A contemporaneidade dela se expande à medida que sua visibilidade é constante por conta de uma ação negativa sobre si. Ela decide consumir um medicamento que torna a sua pele com uma espécie de alergia, no entanto, isso causa um efeito mais catastrófico do que o esperado por ela e pessoas ao seu redor acreditam que a doença, responsável por desfigurar seu rosto, foi um acidente. Ao consumir o remédio, os outros não viram, ela não deixou o namorado ver o medicamento que causaria isso. Nós vimos. No entanto, o pronome, nós, vai além da expressão de um olhar narcisista sobre o mundo em que vemos como Signe, mas também se torna um conflito de imagens “amarradas” por não saber quais foram mentalmente fabricadas por ela, enquanto são experienciadas pela visão.


Tal construção de sentido tem sintomas de uma montagem feita a partir de relações imagéticas que se tornam arbitrárias e mais duráveis ao longo do filme. A omissão inicial da montagem de um único plano pedindo para que as pessoas não ajudem a vítima de um ataque de um cão é substituída pela adição de cenas fabuladas. Como ocorre ao contar a amiga jornalista, responsável pela divulgação da sua doença rara em jornais, que Sigrid causou aquilo ao seu rosto de propósito e revela verbalmente que estava mentindo. A amiga a perdoa e recomenda que ela escreva um livro sobre isso. No qual, ela mostra o manuscrito biografado ao namorado em uma cena seguinte. Esse fato é experienciado por nós. Vimos aquilo acontecer como uma verdade por conta de que a relação entre o significante fotográfico e o significado da realidade são próximos. Além de que, suas imagens mentais estão sendo compreendidas, por conta disso, são construídas a partir do foco na ação dos personagens em cena. Negligenciando subjetividades oníricas para construir um espaço fílmico de planos conjuntos percebidos como parte da realidade. Tal veracidade se desfaz ao vir amarrada, consecutivamente na montagem, com uma reação corporal de Sigrid a essa mentira que ela conta a si. O sintoma do corte bruto para o presente se manifesta em vômito ou convulsões. São sinais de rejeição do corpo que tenta expelir as ficções imagéticas elaboradas por Signe.

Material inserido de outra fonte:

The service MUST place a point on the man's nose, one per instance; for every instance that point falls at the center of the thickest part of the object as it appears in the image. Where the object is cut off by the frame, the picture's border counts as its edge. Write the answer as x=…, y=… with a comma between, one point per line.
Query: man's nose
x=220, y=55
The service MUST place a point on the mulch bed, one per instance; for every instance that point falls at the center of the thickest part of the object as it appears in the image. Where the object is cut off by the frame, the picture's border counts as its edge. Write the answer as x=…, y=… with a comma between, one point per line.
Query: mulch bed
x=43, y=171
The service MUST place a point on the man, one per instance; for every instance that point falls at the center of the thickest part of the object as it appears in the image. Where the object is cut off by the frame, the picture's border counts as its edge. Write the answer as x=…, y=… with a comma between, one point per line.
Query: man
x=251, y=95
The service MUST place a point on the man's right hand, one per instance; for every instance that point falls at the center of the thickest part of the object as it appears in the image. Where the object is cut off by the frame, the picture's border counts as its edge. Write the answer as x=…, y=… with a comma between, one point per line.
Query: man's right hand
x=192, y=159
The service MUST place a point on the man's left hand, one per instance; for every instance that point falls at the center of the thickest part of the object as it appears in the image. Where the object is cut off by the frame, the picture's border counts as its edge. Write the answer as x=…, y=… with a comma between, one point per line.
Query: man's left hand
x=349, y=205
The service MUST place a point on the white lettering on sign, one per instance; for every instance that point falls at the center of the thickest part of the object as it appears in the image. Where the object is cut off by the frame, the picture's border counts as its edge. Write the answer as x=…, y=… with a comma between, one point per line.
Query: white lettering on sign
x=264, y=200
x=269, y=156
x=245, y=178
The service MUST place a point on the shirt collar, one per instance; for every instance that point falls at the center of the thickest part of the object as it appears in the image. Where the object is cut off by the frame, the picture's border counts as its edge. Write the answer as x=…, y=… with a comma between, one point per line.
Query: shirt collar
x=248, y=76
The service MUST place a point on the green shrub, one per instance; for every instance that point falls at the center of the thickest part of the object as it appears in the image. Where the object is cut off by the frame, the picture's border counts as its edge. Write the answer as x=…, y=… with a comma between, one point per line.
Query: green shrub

Sua maior construção de aparências se dá através da carreira de moda, a qual materializa conscientemente a fabricação de imagens heróicas que servem a narrativa de estabelecer a aparente continuidade em uma vida afetada pela descontinuidade da aparência em relação aos outros. Mas, ao reagir com convulsões em uma campanha de moda e ir para a reabilitação, o pronome plural também é materializado na presença de personagens vivendo em condições de coletividade. Sigrid tem todos olhando para ela enquanto verbaliza sua experiência, ela se sente observada e compreendida até em suas reações corporais de sussurros lacrimejados do quanto adora viver. Ela sente os ambíguos sintomas de nós, enquanto vive doente de si mesma.